How the brain makes things simple

The homunculus depicts how the body represents itself in the somatosensory cortex of the brain.

Physical tasks the may seem basic to humans can be much more complicated for machines. The sheer number of degrees of freedom and dimensions the brain must use to make something as versatile and complex as hand motions means that the brain must reduce these high-dimensional spaces to achieve these feats of motion. This is a method of taking complicated processes such as the movement of individual fingers and finding ways of classifying these movements so that they may be accessed without as much information as they would otherwise take. Computational neuroscientists Yuke Yan and James G. Goodman along with biologist Sliman J. Bensmania observed the musculoskeletal movements of human and monkey hand kinematics during sign language, typing, and grasping objects with a principal component analysis. This let them figure out how the motions were specific to certain conditions such as the object trapped or the letter signed using linear discriminate analysis to classify different conditions.

They removed components in descending order of variance by reconstructing the hand posture on each trial and classified them using linear discriminant analysis to determine how many experimental results could be classified correctly. This let them determine the functions of complicated hand gestures using a small number of variables that represent the various motions. Using combinations that account for the motions, this would let researchers understand how such intricate, complicated motions can be governed by a set of neurons or neurophysiological mechanisms. They tested how similar the results were between humans and monkeys and found monkeys had hand postures that weren’t as specific for different objects.

Finally the researchers classified hand motions using spike counts of neurons in the primary motor cortex to determine which ares of the brain corresponded with different motions. This gave them an overarching picture from neuroscience to behavior in how the brain makes sense of complicated, concerted movements.

Other methods of taking advantage of the probability let scientists create maps that can measure across variables in space. One may use a stochastic process, a family of random variables, on a space of probabilities to choose appropriate parts of the space that correspond with different outcomes.

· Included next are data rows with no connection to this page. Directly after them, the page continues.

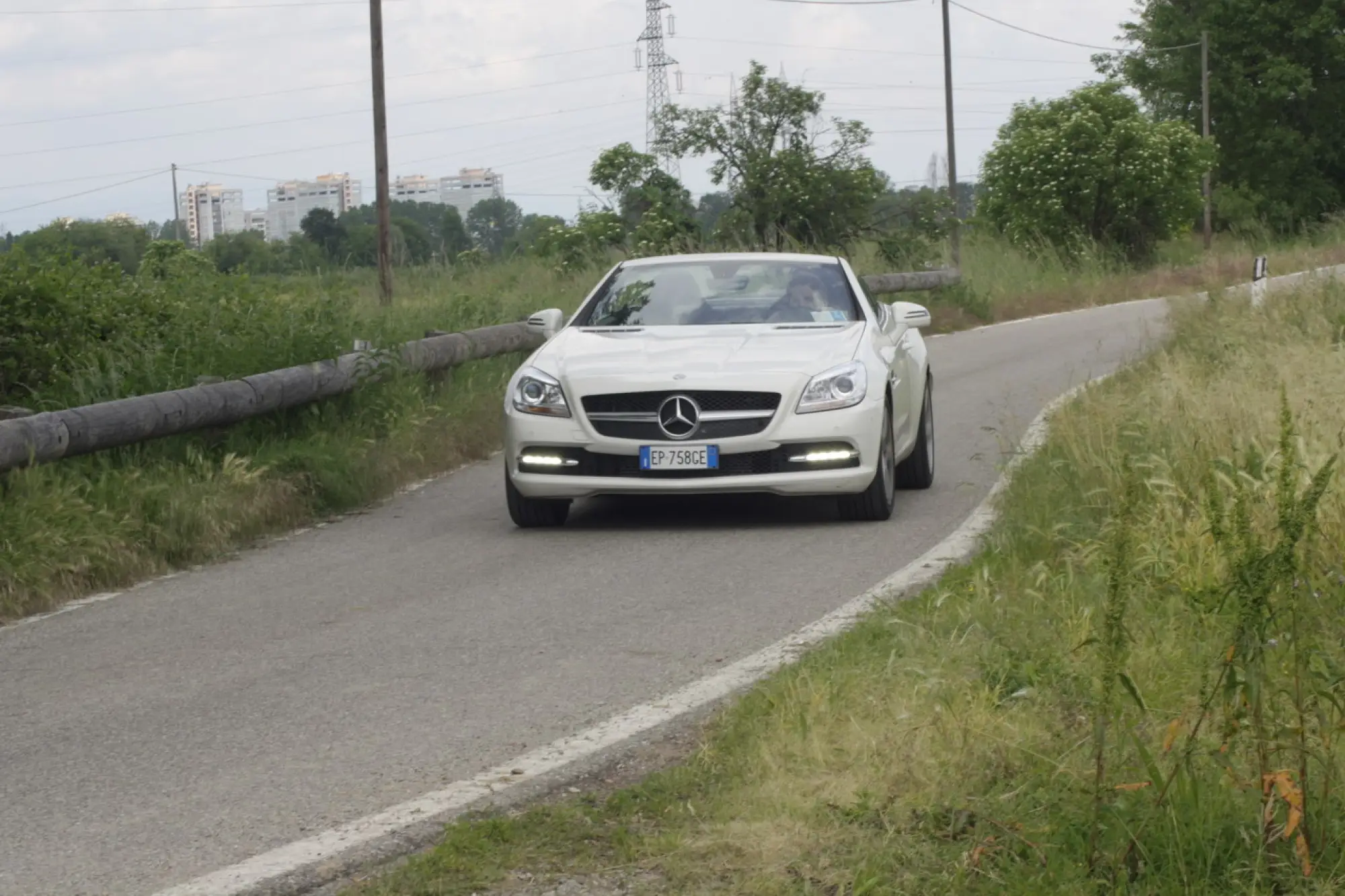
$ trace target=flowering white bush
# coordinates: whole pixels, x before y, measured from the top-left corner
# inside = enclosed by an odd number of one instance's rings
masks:
[[[1115,83],[1020,104],[981,165],[979,213],[1020,245],[1091,242],[1128,260],[1190,227],[1212,149],[1178,121],[1154,121]]]

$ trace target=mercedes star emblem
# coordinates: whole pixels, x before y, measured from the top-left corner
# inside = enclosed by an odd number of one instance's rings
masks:
[[[659,429],[668,439],[690,439],[701,428],[701,406],[687,396],[670,396],[659,405]]]

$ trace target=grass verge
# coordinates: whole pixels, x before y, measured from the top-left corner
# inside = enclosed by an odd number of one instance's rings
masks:
[[[1345,261],[1342,237],[1323,230],[1284,244],[1272,270]],[[1245,278],[1255,250],[1223,239],[1204,257],[1193,244],[1174,244],[1158,268],[1137,273],[1102,258],[1067,265],[970,237],[966,285],[916,297],[931,303],[935,331],[948,332],[1224,285]],[[866,273],[882,269],[868,250],[857,264]],[[374,274],[362,269],[165,284],[85,270],[38,261],[0,272],[9,274],[0,277],[0,299],[15,299],[20,313],[15,346],[27,350],[17,373],[31,379],[20,375],[0,404],[93,404],[187,386],[198,375],[241,377],[334,357],[356,338],[389,346],[430,328],[518,320],[547,305],[569,309],[597,276],[557,274],[535,258],[410,269],[398,272],[395,305],[379,308]],[[46,330],[28,331],[27,343],[24,301],[47,312],[39,322]],[[484,456],[498,443],[499,394],[516,361],[404,378],[225,432],[0,474],[0,622],[208,561]],[[47,373],[34,378],[39,367]]]
[[[1342,421],[1345,289],[1182,309],[1057,416],[981,556],[691,760],[351,893],[1338,892]]]

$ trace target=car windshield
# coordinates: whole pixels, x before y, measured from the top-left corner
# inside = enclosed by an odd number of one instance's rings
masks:
[[[576,323],[687,327],[859,318],[854,292],[835,261],[691,260],[623,268]]]

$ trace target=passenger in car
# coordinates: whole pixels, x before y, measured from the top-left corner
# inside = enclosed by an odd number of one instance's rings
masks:
[[[767,323],[812,323],[814,311],[827,311],[826,287],[822,280],[812,273],[798,273],[790,280],[784,291],[771,311],[767,312]]]

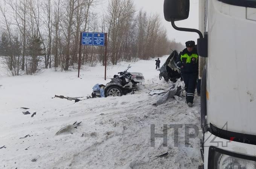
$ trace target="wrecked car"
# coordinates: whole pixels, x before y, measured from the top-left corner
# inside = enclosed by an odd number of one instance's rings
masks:
[[[123,94],[133,92],[137,90],[137,85],[139,83],[145,82],[142,73],[138,72],[130,72],[128,70],[131,67],[129,65],[123,72],[118,72],[115,75],[111,81],[105,85],[97,84],[93,88],[92,93],[93,98],[108,96],[120,96]],[[94,88],[98,90],[95,90]],[[104,91],[103,94],[102,91]]]
[[[172,82],[175,82],[177,79],[181,78],[181,72],[180,69],[177,68],[175,61],[178,57],[178,52],[174,50],[168,57],[165,63],[158,69],[160,72],[159,79],[163,78],[166,82],[170,79]]]

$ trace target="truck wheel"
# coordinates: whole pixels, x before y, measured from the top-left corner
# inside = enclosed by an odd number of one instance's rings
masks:
[[[111,86],[107,90],[107,97],[108,96],[121,96],[123,95],[123,92],[121,88],[116,86]]]

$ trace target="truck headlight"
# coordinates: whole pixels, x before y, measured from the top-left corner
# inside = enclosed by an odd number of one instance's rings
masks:
[[[210,147],[208,169],[256,169],[256,157]]]

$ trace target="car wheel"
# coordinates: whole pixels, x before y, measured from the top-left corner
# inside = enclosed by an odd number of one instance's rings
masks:
[[[120,96],[123,95],[121,88],[118,86],[111,86],[107,91],[107,96]]]

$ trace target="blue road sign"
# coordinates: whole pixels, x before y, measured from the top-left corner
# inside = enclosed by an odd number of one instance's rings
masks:
[[[93,45],[104,46],[105,45],[105,34],[104,33],[93,33]]]
[[[83,32],[82,34],[82,44],[93,45],[93,33]]]

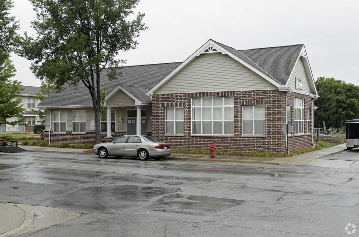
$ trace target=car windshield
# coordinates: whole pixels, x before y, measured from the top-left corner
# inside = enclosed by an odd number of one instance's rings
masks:
[[[142,138],[145,139],[145,140],[146,141],[150,142],[151,141],[158,141],[153,138],[148,136],[143,136]]]

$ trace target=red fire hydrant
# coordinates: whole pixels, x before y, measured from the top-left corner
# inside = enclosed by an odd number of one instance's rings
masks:
[[[211,148],[209,148],[209,151],[211,152],[211,157],[214,157],[214,151],[216,149],[214,148],[214,145],[213,144],[213,143],[212,143],[212,144],[211,144]]]

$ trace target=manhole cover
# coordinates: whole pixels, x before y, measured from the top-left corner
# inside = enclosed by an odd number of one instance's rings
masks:
[[[166,184],[182,184],[183,183],[181,182],[168,182],[165,183]]]

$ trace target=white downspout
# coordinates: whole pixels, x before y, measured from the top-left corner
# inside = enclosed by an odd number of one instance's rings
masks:
[[[50,114],[50,121],[49,122],[50,124],[50,128],[48,129],[48,144],[50,144],[50,141],[51,140],[51,139],[50,139],[50,131],[51,130],[51,112],[50,110],[46,110],[46,107],[44,108],[44,110],[45,110],[45,111],[47,111]]]

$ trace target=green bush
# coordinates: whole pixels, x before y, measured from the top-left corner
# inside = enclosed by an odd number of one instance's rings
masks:
[[[75,144],[73,144],[71,145],[71,147],[72,148],[79,148],[81,147],[81,144],[78,143],[76,143]]]
[[[84,148],[85,149],[92,149],[93,148],[93,145],[89,143],[85,143],[84,144]]]
[[[70,144],[68,141],[64,141],[60,143],[60,144],[59,145],[59,147],[61,148],[66,148],[69,146],[69,145]]]
[[[37,146],[39,142],[38,141],[30,141],[29,143],[29,145],[31,146]]]
[[[47,147],[48,143],[46,141],[41,141],[39,143],[39,147]]]
[[[44,130],[45,125],[43,124],[37,124],[34,125],[34,133],[40,136],[41,139],[44,140]]]

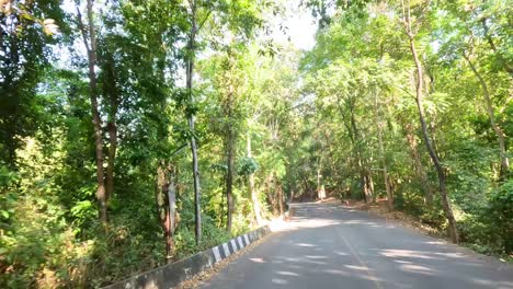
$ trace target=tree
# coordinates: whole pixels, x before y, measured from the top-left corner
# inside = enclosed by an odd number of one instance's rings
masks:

This can be applied from simple axon models of individual neurons to entire neural networks.

Very little is known about exactly how the brain interprets somatosensory activity as a particular tactile sensation. Some initial evidence towards understanding this comes from individuals with brain damage due to stroke. Researchers studying the somatosensory cortex of the brain, the part linked with tactile localization, have shown that hands and forearms tend to mislocalize sensations of touch towards their centers in healthy individuals and those who have had strokes in somatosensory regions. Psychologists Janellen Huttenlocher and Susan Duncan and statistician Larry Hedges proposed that spatial locations bias towrds the middle of categorical spaces and away from boundaries the more uncertain their information is. This method of dealing with uncertainty is another example of how the brain simplifies problems when it needs to.

Flies and humans use coding strategies when processing visual information to create more-refined images. Fly and cone photoreceptors respond to light by adapting their gain to a local mean intensity. This creates a contrast between intensity at the receptor and the local mean. The receptors then code the response to this contrast among all the values of input light. This way, the nervous system simplifies intensities to proportions that are more easily evaluated by the neuron’s response range. It also lets the fly or human identify same objects under different lighting.